L’éditorial de Titus FOLLY : A Paris, procès d’un régime
« 400 opposants en prison… », telle est la substance du rapport détaillé par cinq organisations très sérieuses de défense des droits humains (dont quatre sont en France). Ce chiffre colossal a fait couler de grosses gouttes de sueur le long de la moelle épinière de plus d’un Béninois. Pourquoi Patrice Talon a-t-il fait le choix d’arrêter 400 opposants ? Analyse dans l’exercice de l’éditorial du jour.
On a connu Yoweri Museveni en Ouganda. Il est au pouvoir depuis 1986. Il fait tout pour conserver les rênes de l’Etat, mais jamais, il n’a raflé d’un seul coup plus de 400 opposants. Mieux, il n’a jamais pensé éliminer les partis d’opposition pour aller seul aux élections. Il laisse les opposants se présenter, puis il négocie ses calculs d’apothicaire à la Cour suprême. Ce que les plus grands satrapes d’Afrique n’ont pu faire, Patrice l’a réussi avec brio. Il a éliminé les opposants et pour asseoir son pouvoir au lendemain de sa victoire à la nord-coréenne, il a raflé 400 opposants.
Arrêter 400 opposants pour…?
Pour Patrice Talon, la crainte de tout perdre aussi bien le pouvoir (très fort qu’il incarne) de même que de voir la fin programmée des réformes qui déferlent sur le Bénin avec extravagance et placements peuvent expliquer son choix, celui de mettre à l’ombre 400 opposants.
Concernant les réformes, Patrice Talon y tient comme les prunelles de ses yeux. Au nom de ces réformes, il s’est fait qu’au soir du 28 avril 2019, les montagnes et les collines ont éclaté d’allégresse devant nous et ont battu des mains quand l’opposition a été exclue. Et pour mémoire, après les événements de Cadjèhoun, les 1er et 2 mai 2019, près d’une centaine de personnes avaient été arrêtées. Et pour ceux qui n’avaient pas compris la leçon de 2019, il fallait remettre le couvert en 2021.
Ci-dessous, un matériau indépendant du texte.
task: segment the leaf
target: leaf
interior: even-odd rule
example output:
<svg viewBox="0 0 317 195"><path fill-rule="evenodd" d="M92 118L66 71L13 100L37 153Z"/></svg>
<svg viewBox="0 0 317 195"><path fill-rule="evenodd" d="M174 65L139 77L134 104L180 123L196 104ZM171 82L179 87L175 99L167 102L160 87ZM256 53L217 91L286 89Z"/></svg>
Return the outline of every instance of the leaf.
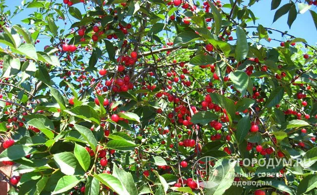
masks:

Pour la présidentielle de 2021, au nom du parrainage, du code électoral, de la Constitution révisée, des épines se sont élevées, les cyprès aussi. La cohorte de présidentiables des scrutins passés ( 1991,1996, 2001… jusqu’à 2016 ), est à jamais révolue. Et sans coup férir, tout a été mis en branle pour ‘’couler’’ l’ancienne expression démocratique du Bénin depuis le renouveau démocratique. Alors, la solution pour Patrice Talon est de ne plus jamais avoir plus de trois à cinq candidats à une Présidentielle. Pour le chantre de la « Rupture », 2021 doit consacrer la fin de la pagaille et de la ‘’défausse démocratique’’.
Au-delà des réformes, pour Patrice Talon, 2021 était également une question personnelle de survie politique. D’où l’instinct de conservation du pouvoir. Ce qui est normal ce qui est humain. De ce fait, mettre à l’ombre les ténors de l’opposition découlait d’un manifeste bien planifié.
En outre, Patrice Talon veut empêcher à tout prix la charge de la revanche de la part de l’ancienne classe politique nostalgique et revancharde. Au nom de son pouvoir identifié, immaculé, idéalisé même s’il est au mauvais côté de l’histoire, Patrice Talon ne pouvait permettre l’accomplissement du rêve des opposants. Et même dans le dos du chef, on a enregistré des dérives riches et gratuites émanant de bandes de « désespérés ».
Dès lors, le retrait de la circulation des tiers-intervenants (400 opposants) pour les geôles de la ‘’Rupture’’ est un pari vite gagné. Dès lors, la passion de certains vers des issues quasi-suicidaires pour garder au frais 400 opposants n’est donc pas une surprise.
Pour Patrice Talon, au nom du pouvoir, rien n’est impossible. Les opposants n’avaient pas compris cette logique. Ils l’ont appris à leurs dépens.
La vie est belle. Et chaque jour est une vie. Prenons-là du bon côté et demain, il fera beau sur la grande route.
Journal L’Afrique en Marche du jeudi 03 juin 2021.